ST. MARY’S CITY – The project was simple. Transform a tennis court into a small parking lot. A little digging, a little paving, an in-and-out job.
No one, certainly not the St. Mary’s College of Maryland crew doing the construction, expected to uncover the 17th century foundation of the state’s first prison.
Hundreds of times a year across the state, historical archeologists with an eye to the past engage in a high stakes tango with forward-looking developers. But perhaps nowhere in Maryland is the dance danced more frequently than in St. Mary’s City — where a rapidly growing public liberal arts college sits atop one of the state’s most important historical sites.
The 1994 prison discovery proved an important find, said Henry Miller, director of research for Historic St. Mary’s City — Maryland’s first capital from 1634 to 1695.
“It was a key part of the town plan,” he said.
Since 1985, the college has almost doubled its interior space — including a new student center, a revamped social science building, and student townhouses. A new gym and more student residences are on the way. All that construction had to be done with deference to history, said Chip Jackson, the college’s associate vice president for facilities.
“Is it a challenge? Of course it’s a challenge. Is it a good challenge? Is it the right challenge? Of course it is,” he said.
Initially, the college paid little attention to the historical value of the land that it was developing, which angered HSMC, Miller said. By the mid-90s that attitude changed.
The school has now funneled $800,000 to HSMC to survey the entire campus for artifact-rich sites before development takes place. The project is 90 percent complete, Miller said.
During major construction projects near especially important areas, the school sometimes picks up the tab for HSMC “watchers” — trained archeologists who can temporarily halt construction if workers find an artifact missed in the initial survey. Jackson also said contractors are occasionally ordered to use techniques and tools that are slower and less efficient, but have less chance of hurting something of historical importance.
St. Mary’s City may be a rich source of archeological gems, but such finds can occur anywhere.
Almost every medium to large-scale business or residential development project has to comply with a host of federal, state, and in the case of Anne Arundel, county laws protecting historical sites. Compliance means the developer must, at minimum, conduct a historical study or site survey for important artifacts. If important artifacts are found, the developer must redesign the project to leave the site intact, or, in very rare cases, remove the artifacts.
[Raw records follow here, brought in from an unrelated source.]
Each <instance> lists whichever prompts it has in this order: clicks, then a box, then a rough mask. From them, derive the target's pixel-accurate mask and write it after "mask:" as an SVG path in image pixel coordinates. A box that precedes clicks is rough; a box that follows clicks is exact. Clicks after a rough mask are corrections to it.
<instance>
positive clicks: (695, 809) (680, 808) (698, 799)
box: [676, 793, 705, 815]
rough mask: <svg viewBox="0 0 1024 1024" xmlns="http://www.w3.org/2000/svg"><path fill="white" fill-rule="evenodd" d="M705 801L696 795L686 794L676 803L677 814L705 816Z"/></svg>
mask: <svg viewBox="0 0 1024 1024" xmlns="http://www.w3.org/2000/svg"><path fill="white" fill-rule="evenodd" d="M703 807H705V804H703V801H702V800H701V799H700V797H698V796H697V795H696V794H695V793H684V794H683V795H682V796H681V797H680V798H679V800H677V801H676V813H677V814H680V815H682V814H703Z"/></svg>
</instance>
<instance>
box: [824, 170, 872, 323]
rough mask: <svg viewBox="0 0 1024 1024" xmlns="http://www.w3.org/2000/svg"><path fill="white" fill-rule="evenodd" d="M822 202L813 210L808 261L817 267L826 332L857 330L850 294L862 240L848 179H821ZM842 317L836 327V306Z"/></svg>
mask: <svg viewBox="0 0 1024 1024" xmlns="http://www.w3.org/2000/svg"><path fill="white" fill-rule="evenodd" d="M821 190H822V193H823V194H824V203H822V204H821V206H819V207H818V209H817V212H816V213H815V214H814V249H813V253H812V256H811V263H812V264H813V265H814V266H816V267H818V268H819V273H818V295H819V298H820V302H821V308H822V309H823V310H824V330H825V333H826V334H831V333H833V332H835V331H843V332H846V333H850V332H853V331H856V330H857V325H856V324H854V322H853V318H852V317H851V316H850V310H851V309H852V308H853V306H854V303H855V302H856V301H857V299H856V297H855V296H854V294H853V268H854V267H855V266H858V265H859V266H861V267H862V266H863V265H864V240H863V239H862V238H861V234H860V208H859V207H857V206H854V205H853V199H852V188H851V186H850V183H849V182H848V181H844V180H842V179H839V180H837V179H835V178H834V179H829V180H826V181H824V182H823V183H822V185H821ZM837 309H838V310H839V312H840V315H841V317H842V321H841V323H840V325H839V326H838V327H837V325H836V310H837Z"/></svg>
The latter, which is known as “data recovery,” rarely happens, said Beth Cole, administrator of project review and compliance for the Maryland Historical Trust. The trust is a state agency that monitors compliance with state and federal historical preservation laws.
“We review about 4,000 projects a year,” she said. “The number that go to data recovery is less than 10.”
R. Christopher Goodwin, an archeologist whose Frederick-based R. Christopher Goodwin and Associates helps developers comply with the federal and state laws, said many of his clients do site surveys soon after purchasing property.
“You want to know whether or not you have any issues before you get down the road,” he said.
Developers are sometimes rewarded for their archeological efforts. For example, if a sensitive site is found and preserved, the untouched easement usually counts towards the development’s green space requirements. If the developer foots the bill to uncover artifacts, a tax break can result if the historical items are turned over to the state.
But Marshall Zinn, a project manager for Columbia-based Russett Center Ltd. Partnership, said the developments that he’s worked on have received little tangible benefit from archeological finds.
“There’s definitely a cost associated with it,” he said.
Discoveries of Native American sites delayed one of his company’s largest developments, Russett, a planned 613-acre, 3,800-unit community near Laurel built over 13 years.
The finds, “didn’t do a whole lot for the project,” he said. “We used it in some of our marketing, naming streets. But it didn’t make a huge contribution in our ability to sell lots, or the developer’s ability to sell homes.”
As for tax breaks, Zinn said they never materialized. In that case, the archeological expenditures were “just the cost of doing business,” he said.
Nonetheless, Goodwin said an early discovery in the planning phase can save money in the construction phase.
“It’s important to not have to stop during a project to consult with the state agency,” he said.
In financial terms, “That can be a nightmare situation,” he said.
Many anti-development activists look to an archeological discovery to stop a project, but Cole said that almost never happens.
“The laws aren’t set up to stop development, but to preserve archeology,” she said. “Ultimately, the development will go forward.”
Which is what happened to the St. Mary’s College parking lot, Miller said.
“The prison was literally right under a road,” he said.
The brick foundation was uncovered and removed for preservation and future study and the parking lot was built. Laughing in mock disbelief, he added, “they wanted to use the darn road still, you know.”